Re: [PATCH v2] Documenting the crash-recovery guarantees of Linux file systems

Dave Chinner <david@xxxxxxxxxxxxx> · Tue, 19 Mar 2019 14:13:12 +1100

On Mon, Mar 18, 2019 at 09:13:58AM +0200, Amir Goldstein wrote:
> On Mon, Mar 18, 2019 at 12:16 AM Dave Chinner <david@xxxxxxxxxxxxx> wrote:
> > On Fri, Mar 15, 2019 at 05:44:49AM +0200, Amir Goldstein wrote:
> > > On Fri, Mar 15, 2019 at 5:03 AM Dave Chinner <david@xxxxxxxxxxxxx> wrote:
> > > > On Thu, Mar 14, 2019 at 09:19:03AM +0200, Amir Goldstein wrote:
> > > > > On Thu, Mar 14, 2019 at 3:19 AM Dave Chinner <david@xxxxxxxxxxxxx> wrote:
> > > > > > On Tue, Mar 12, 2019 at 02:27:00PM -0500, Jayashree wrote:
> > > > > > > +Strictly Ordered Metadata Consistency
> > > > > > > +-------------------------------------
> > > > > > > +With each file system providing varying levels of persistence
> > > > > > > +guarantees, a consensus in this regard, will benefit application
> > > > > > > +developers to work with certain fixed assumptions about file system
> > > > > > > +guarantees. Dave Chinner proposed a unified model called the
> > > > > > > +Strictly Ordered Metadata Consistency (SOMC) [5].
> > > > > > > +
> > > > > > > +Under this scheme, the file system guarantees to persist all previous
> > > > > > > +dependent modifications to the object upon fsync().  If you fsync() an
> > > > > > > +inode, it will persist all the changes required to reference the inode
> > > > > > > +and its data.

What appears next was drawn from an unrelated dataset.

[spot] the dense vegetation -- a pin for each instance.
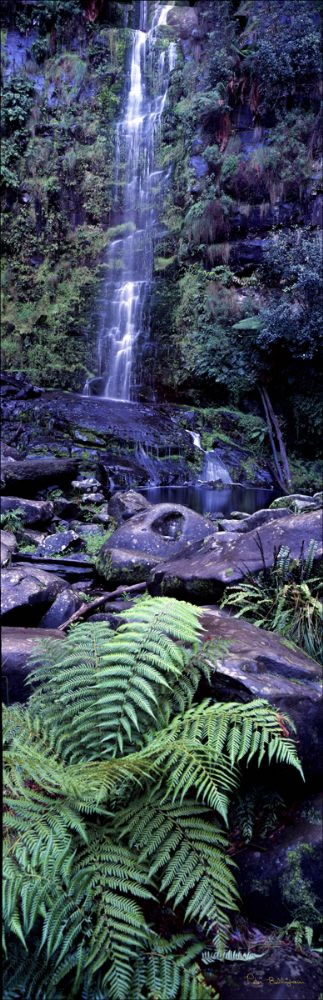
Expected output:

SOMC can be defined as follows [6]:
> > > > > > > +
> > > > > > > +If op1 precedes op2 in program order (in-memory execution order), and
> > > > > > > +op1 and op2 share a dependency, then op2 must not be observed by a
> > > > > > > +user after recovery without also observing op1.
> > > > > > > +
> > > > > > > +Unfortunately, SOMC's definition depends upon whether two operations
> > > > > > > +share a dependency, which could be file-system specific. It might
> > > > > > > +require a developer to understand file-system internals to know if
> > > > > > > +SOMC would order one operation before another.
> > > > > >
> > > > > > That's largely an internal implementation detail, and users should
> > > > > > not have to care about the internal implementation because the
> > > > > > fundamental dependencies are all defined by the directory heirarchy
> > > > > > relationships that users can see and manipulate.
> > > > > >
> > > > > > i.e. fs internal dependencies only increase the size of the graph
> > > > > > that is persisted, but it will never be reduced to less than what
> > > > > > the user can observe in the directory heirarchy.
> > > > > >
> > > > > > So this can be further refined:
> > > > > >
> > > > > >         If op1 precedes op2 in program order (in-memory execution
> > > > > >         order), and op1 and op2 share a user visible reference, then
> > > > > >         op2 must not be observed by a user after recovery without
> > > > > >         also observing op1.
> > > > > >
> > > > > > e.g. in the case of the parent directory - the parent has a link
> > > > > > count. Hence every create, unlink, rename, hard link, symlink, etc
> > > > > > operation in a directory modifies a user visible link count
> > > > > > reference.  Hence fsync of one of those children will persist the
> > > > > > directory link count, and then all of the other preceeding
> > > > > > transactions that modified the link count also need to be persisted.
> > > > > >
> > > > >
> > > > > One thing that bothers me is that the definition of SOMC (as well as
> > > > > your refined definition) doesn't mention fsync at all, but all the examples
> > > > > only discuss use cases with fsync.
> > > >
> > > > You can't discuss operational ordering without a point in time to
> > > > use as a reference for that ordering.  SOMC behaviour is preserved
> > > > at any point the filesystem checkpoints itself, and the only thing
> > > > that changes is the scope of that checkpoint. fsync is just a
> > > > convenient, widely understood, minimum dependecy reference point
> > > > that people can reason from. All the interesting ordering problems
> > > > come from minimum dependecy reference point (i.e. fsync()), not from
> > > > background filesystem-wide checkpoints.
> > > >
> > >
> > > Yes, I was referring to rename as a commonly used operation used
> > > by application as "metadata barrier".
> >
> > What is a "metadata barrier" and what are it's semantics supposed to
> > be?
> >
> 
> In this context I mean that effects of metadata operations before the
> barrier (e.g. setxattr, truncate) must be observed after crash if the effects
> of barrier operation (e.g. file was renamed) are observed after crash.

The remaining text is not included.